Die Anführer des Putsches repräsentieren eine Fraktion des Militärs und des Staatsapparats. Unter der AKP-Regierung entfernte sich die Türkei von den kemalistischen Prinzipien und auch auf dem Kampffeld musste die Armee Rückschläge einstecken. Ungeachtet ihrer militärischen Überlegenheit gelang es der Armee innerhalb des vergangenen Jahres nicht, die PKK entscheidend zu schwächen. Der türkische Journalist Ahmet Sik sieht die Triebkraft der Putschisten auch darin, den Säuberungen des Erdoğan-Regimes zuvorzukommen. Erdoğan plante bei der diesjährigen Sitzung des Hohen Militärrats missliebige Angehörige innerhalb der Streitkräfte zu entfernen. Unter Vorsitz des Staatspräsidenten werden bei diesem Treffen Ende August die Beförderungen und Pensionierungen beschlossen. Offenbar wollten einige Militärs, die sich am Putschversuch beteiligt haben, verhindern, dass sie Ende August aus dem Dienst ausscheiden müssen. So seien die Planer des Putsches unter Druck geraten und sie mussten mit einem »Plan B« ihren Putsch vorziehen, schreibt Sik.
Welche Rolle spielt das Militär in der Türkei?
In einer im staatlichen Fernsehsender TRT verlesenen Erklärung der Putschisten hieß es, dass Militär wolle »die verfassungsmäßige Ordnung, Demokratie, Menschenrechte und Freiheiten wiederherstellen«. Doch das Militär steht für das Gegenteil. Es ist nicht der erste Versuch des Militärs in der Türkei eine gewählte Regierung aus dem Weg zu räumen. In der jüngeren türkischen Geschichte gab es gleich mehrere Militärputsche und Putschversuche, so in den Jahren 1960, 1971, 1980 und 1997. Das Militär spielte sich jedes mal als angeblicher Garant des »Friedens« und der »Demokratie« auf, doch für die Menschen in der Türkei bedeutete die Machtübernahme der Armee Unterdrückung, Folter und Mord. Ein erfolgreicher Coup hätte massive Repression nach sich gezogen. Deswegen ist es zu begrüßen, dass Menschen in der Türkei sich den Putschisten in den Weg stellten.

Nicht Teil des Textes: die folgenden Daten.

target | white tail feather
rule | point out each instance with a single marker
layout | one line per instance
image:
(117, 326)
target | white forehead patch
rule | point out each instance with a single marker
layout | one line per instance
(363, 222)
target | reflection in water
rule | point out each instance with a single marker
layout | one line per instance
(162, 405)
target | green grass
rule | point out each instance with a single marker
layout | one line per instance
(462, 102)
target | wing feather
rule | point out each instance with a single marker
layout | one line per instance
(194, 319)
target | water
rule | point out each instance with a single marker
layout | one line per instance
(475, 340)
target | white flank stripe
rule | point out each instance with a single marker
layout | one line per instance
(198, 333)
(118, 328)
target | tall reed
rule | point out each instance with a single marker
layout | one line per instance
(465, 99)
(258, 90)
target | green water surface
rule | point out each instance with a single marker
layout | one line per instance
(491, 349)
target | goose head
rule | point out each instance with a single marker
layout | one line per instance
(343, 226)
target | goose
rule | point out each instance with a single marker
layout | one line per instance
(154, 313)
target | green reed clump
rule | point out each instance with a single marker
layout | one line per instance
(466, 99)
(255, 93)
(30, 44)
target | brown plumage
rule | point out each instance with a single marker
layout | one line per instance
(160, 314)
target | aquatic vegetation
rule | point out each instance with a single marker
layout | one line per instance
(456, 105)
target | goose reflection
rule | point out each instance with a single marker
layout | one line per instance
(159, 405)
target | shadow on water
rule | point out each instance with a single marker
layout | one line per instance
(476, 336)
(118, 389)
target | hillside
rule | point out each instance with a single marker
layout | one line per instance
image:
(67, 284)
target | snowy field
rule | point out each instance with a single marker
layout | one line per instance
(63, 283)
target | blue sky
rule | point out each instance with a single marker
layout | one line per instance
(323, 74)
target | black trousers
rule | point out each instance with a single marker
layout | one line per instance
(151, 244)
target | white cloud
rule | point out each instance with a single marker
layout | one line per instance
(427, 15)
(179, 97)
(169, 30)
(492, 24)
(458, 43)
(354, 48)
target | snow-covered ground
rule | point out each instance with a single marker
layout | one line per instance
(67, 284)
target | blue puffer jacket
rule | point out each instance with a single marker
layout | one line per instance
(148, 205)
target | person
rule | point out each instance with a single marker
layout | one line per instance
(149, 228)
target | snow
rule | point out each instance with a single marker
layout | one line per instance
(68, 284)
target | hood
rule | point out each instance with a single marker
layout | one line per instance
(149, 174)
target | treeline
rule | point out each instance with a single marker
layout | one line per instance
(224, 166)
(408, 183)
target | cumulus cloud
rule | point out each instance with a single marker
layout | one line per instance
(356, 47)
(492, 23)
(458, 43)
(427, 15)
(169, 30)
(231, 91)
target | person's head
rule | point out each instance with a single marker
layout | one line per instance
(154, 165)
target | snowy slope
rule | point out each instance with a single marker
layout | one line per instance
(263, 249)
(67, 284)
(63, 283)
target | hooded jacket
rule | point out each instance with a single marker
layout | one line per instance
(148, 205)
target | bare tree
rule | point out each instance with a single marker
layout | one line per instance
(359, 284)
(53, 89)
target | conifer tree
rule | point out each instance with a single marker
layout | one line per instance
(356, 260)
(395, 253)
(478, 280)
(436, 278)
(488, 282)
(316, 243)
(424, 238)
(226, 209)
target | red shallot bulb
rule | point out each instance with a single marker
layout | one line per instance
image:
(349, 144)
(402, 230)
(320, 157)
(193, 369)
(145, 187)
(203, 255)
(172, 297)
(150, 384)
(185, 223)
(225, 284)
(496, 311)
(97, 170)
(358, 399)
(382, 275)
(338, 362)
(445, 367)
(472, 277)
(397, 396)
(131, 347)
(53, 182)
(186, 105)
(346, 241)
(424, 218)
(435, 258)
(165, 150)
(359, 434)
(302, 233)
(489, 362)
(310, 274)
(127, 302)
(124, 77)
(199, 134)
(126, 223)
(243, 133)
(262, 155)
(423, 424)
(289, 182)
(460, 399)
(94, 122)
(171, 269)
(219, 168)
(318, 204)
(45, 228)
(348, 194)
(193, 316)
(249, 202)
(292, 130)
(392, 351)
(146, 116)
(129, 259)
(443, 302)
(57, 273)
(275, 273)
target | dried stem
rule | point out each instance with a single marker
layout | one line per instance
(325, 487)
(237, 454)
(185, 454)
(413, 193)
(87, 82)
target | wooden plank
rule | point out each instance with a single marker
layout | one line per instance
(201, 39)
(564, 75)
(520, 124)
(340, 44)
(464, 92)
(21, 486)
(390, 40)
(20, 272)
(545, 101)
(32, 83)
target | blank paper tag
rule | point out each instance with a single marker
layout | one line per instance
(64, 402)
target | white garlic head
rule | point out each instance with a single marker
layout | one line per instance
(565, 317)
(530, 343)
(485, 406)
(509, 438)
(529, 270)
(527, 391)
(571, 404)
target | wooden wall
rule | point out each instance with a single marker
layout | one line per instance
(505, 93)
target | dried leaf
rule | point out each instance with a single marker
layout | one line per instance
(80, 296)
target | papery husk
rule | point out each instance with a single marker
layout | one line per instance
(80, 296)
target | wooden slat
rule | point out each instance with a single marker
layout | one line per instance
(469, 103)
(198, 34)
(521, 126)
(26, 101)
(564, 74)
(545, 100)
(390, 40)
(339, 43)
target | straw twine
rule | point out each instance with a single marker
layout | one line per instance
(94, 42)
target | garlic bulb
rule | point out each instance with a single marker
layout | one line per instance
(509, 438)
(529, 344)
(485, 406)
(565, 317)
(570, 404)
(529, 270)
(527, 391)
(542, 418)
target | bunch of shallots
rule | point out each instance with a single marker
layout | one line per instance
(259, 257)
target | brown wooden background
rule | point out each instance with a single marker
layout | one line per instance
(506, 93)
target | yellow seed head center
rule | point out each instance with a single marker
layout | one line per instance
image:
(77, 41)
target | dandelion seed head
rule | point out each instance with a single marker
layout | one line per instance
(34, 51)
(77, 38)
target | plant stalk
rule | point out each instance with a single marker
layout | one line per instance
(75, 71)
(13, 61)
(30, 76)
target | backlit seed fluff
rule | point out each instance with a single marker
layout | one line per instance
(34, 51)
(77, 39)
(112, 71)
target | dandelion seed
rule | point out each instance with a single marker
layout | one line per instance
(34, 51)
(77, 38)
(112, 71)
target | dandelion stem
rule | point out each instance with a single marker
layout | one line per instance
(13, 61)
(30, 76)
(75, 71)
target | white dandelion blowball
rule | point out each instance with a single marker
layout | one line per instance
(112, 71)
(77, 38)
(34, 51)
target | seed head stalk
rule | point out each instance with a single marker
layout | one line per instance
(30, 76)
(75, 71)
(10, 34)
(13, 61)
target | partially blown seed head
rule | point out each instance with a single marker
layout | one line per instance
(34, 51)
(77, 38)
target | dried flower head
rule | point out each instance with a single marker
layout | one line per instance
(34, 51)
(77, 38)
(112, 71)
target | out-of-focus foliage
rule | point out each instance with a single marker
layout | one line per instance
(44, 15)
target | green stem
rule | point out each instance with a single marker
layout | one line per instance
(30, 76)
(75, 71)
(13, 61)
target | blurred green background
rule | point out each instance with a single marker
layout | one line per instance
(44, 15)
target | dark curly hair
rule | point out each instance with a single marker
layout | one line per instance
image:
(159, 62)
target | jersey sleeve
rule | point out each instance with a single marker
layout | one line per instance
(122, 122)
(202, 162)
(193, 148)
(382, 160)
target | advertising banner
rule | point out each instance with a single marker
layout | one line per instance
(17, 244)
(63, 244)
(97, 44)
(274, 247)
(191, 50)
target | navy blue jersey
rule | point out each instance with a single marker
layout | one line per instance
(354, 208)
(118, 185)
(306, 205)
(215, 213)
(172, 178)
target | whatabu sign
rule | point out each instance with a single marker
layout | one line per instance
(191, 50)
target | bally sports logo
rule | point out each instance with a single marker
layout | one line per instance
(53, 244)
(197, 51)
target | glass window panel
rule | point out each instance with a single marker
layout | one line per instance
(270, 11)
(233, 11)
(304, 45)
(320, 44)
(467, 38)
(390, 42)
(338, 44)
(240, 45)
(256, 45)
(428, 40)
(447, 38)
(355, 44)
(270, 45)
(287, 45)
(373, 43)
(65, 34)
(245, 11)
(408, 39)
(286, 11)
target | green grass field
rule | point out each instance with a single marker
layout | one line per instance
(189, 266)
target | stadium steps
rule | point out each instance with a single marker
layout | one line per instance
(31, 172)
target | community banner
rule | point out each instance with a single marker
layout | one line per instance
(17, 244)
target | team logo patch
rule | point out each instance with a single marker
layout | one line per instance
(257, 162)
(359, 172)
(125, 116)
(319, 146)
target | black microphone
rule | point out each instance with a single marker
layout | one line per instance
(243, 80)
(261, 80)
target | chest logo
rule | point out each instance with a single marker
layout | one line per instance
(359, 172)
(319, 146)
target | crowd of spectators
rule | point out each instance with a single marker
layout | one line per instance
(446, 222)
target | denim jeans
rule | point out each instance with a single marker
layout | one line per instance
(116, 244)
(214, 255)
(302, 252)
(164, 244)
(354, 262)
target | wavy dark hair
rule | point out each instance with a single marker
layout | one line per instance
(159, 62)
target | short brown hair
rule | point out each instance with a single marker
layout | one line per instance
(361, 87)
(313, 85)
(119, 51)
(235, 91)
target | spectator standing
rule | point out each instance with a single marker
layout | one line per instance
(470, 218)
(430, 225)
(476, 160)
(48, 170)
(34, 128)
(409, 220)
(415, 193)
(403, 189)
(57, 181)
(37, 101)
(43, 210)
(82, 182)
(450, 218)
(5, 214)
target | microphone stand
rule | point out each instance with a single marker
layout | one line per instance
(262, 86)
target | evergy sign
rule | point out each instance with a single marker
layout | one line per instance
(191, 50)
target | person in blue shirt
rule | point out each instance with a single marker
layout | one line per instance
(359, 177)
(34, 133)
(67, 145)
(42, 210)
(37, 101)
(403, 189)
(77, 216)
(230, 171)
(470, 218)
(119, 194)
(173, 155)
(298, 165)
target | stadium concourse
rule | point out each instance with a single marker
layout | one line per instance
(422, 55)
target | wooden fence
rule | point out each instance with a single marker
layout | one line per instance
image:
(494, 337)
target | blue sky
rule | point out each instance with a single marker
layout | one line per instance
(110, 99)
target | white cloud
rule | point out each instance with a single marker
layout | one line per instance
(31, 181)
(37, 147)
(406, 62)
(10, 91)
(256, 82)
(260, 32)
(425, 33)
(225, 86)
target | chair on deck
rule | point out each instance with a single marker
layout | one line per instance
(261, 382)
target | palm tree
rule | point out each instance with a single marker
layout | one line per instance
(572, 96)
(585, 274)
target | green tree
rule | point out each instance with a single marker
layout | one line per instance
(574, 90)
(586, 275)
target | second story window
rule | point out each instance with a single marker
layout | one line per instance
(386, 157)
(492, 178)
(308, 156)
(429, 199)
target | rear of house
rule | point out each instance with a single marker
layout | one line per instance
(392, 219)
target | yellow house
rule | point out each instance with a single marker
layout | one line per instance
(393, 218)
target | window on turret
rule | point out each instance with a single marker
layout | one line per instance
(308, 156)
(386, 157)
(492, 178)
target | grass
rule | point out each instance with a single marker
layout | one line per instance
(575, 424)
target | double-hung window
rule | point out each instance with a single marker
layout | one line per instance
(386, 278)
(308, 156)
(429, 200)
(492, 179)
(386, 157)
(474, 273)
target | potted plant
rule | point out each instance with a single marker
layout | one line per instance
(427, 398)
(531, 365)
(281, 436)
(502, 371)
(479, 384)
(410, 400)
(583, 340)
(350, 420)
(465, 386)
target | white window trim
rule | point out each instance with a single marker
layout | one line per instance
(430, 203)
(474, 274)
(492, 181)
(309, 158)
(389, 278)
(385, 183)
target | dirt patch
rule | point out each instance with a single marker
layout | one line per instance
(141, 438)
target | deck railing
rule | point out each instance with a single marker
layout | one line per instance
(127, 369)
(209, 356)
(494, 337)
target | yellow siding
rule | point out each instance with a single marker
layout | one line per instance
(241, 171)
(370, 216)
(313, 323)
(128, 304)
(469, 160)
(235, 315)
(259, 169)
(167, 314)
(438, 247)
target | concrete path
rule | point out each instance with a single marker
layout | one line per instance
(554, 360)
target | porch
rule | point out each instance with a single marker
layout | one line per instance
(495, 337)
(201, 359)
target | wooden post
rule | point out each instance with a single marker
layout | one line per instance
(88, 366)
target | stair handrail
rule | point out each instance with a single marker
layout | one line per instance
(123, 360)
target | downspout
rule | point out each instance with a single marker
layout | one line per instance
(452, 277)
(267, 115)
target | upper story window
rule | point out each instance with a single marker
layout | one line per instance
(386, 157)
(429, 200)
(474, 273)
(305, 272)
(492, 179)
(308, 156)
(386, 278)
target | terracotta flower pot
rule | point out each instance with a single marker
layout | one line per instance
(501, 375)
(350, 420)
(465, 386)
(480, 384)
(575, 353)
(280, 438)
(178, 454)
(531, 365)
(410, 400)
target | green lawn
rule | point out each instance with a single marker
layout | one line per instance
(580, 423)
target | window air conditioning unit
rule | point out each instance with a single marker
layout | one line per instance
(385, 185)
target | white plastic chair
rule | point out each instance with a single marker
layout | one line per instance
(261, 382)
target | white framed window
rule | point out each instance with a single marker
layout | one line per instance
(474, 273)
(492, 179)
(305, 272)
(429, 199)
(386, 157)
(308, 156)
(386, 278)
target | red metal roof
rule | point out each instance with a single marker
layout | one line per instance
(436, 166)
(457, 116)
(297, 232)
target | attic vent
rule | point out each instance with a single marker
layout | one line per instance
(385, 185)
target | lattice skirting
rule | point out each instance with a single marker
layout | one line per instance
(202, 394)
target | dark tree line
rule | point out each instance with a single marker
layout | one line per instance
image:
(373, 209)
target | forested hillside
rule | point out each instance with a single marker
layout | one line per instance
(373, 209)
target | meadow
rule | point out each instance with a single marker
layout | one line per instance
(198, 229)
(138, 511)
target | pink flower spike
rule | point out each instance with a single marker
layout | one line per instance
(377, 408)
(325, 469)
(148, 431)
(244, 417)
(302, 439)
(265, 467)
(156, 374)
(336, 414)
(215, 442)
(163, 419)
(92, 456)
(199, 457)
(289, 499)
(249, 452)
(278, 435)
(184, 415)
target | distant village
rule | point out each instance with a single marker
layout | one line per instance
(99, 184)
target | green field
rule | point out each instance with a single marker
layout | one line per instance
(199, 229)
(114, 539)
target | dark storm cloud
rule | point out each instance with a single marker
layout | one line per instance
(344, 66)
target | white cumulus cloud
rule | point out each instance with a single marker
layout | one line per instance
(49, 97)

Das ist keine Selbstverständlichkeit, denn die türkischen Streitkräfte genossen in der Bevölkerung lange Zeit große Zustimmung und Akzeptanz. Das hohe Ansehen des Militärs hat seinen Ursprung in der Geschichte des türkischen Staates, welcher 1923 aus dem Sieg der türkischen Befreiungsarmee gegen die alliierten Mächte hervorging, die nach der Niederlage des Osmanischen Reiches im Ersten Weltkrieg das Land besetzt hielten. Der Führer des Widerstands gegen die Besatzung war der General Mustafa Kemal, später Atatürk (deutsch: Vater der Türken) genannt. Er blieb bis zu seinem Tod 1938 Präsident der neu geschaffenen Republik Türkei. Mit strenger Hand baute er einen Staat auf, der auf Nationalismus, einer starken Stellung des Militärs und strikter Trennung von Religion und Staat beruhte. Auch seine Nachfolger an der Spitze des Staates waren über Jahrzehnte hinweg Offiziere. Bis heute betrachtet sich das türkische Militär als Hüter des kemalistischen Erbes. Dieses Selbstverständnis drückt sich auch in der Hymne der türkischen Kriegsakademie aus, in der es heißt: »Wir haben diese Republik mit Blut und Weisheit geschaffen«, und weiter: »Selbst wenn die Hölle überkocht, bleiben wir die unsterblichen Wächter.« Dementsprechend griff das Militär wann immer es seine Machtstellung gefährdet sah unmittelbar in die Politik ein.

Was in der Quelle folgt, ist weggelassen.